New Zealand Dominican Sisters
St Dominic, born in 1170, belonged to the noble Guzman family of Caleruega, Spain. After his university studies he became a Canon Regular at the Cathedral of Osma, living a cloistered life dedicated to the public worship of God and personal prayer and study.
In 1203, while in France, Dominic, a man of great personal prayer and study, met the Albigensians who believed that spirit not matter was good. To counter this heresy Dominic was inspired to found an order of itinerant preachers. His followers, thoroughly educated and prepared to debate the truth, promoted the dignity and worth of all created things.
In 1206 Dominic founded a community of women in Prouille, France, to provide a place for women who had responded to his message. From these simple beginnings Dominican women and men are to be found in almost every country of the world.

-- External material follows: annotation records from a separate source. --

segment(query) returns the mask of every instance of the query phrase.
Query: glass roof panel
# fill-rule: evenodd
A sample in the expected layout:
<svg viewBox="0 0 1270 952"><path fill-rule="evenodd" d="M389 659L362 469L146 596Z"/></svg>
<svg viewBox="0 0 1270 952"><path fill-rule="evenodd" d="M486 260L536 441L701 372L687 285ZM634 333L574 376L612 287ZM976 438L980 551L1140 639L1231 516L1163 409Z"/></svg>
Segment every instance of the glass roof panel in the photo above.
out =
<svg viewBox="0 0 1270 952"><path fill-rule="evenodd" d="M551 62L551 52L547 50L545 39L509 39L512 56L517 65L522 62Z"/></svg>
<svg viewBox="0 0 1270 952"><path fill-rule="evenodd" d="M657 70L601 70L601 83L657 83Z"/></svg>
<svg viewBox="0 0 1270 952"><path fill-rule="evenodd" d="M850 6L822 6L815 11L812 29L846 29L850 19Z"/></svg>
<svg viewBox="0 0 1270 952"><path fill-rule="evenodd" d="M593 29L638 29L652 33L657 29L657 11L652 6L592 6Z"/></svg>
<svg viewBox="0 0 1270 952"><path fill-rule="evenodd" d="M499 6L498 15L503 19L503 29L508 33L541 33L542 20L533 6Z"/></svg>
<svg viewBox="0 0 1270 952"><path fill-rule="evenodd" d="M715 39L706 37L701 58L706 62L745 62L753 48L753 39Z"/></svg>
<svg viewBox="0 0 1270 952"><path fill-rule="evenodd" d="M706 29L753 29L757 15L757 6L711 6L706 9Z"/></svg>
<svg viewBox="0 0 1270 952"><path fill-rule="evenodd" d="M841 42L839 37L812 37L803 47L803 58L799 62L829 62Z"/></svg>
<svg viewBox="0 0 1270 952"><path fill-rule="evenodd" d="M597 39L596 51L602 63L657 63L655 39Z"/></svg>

They find hope and joy as members of a wide Dominican family of Friars, Brothers, Contemplative Nuns, Sisters and Laity.
In 1869 Bishop Moran was appointed to the Dunedin Diocese in New Zealand. Ten Dominican Sisters from Sion Hill, Dublin, arrived with him in that city in 1871. Four days later they opened a high school. The Foundress, Mother Gabriel Gill, challenged both her Sisters and herself with the mantra “Are you prepared to do for God what the miners do for gold?”
By 1929 there were 120 Sisters in Otago and Southland serving a number of Schools and Colleges. Five years later there were two Auckland foundations in Helensville and Northcote. In 1944 a specialised school for the Deaf was opened first in Wellington and then in Feilding. Later again came St Dominic’s Church and Primary School at Blockhouse Bay and St Dominic’s College at Henderson.
As part of an Order founded 800 years ago the New Zealand Dominicans have cherished several mottos which express various aspects of their charism. The main motto is Veritas meaning Truth.
Our object is …to Praise, to Bless and to Preach the God who loves us all. This mission is enabled by another motto… to contemplate and then share with others the fruits of this contemplation.
Today as Dominican women we are continuing to respond to the call of the Gospel, discovering new ways of being involved in the world in the third millennium.
We treasure the Dominican life we have been given,
which we have expressed in different ways through the years,
and which calls us again today.
Living true to this calling will be the legacy we leave.
We walk in hope, we walk in truth, we walk together.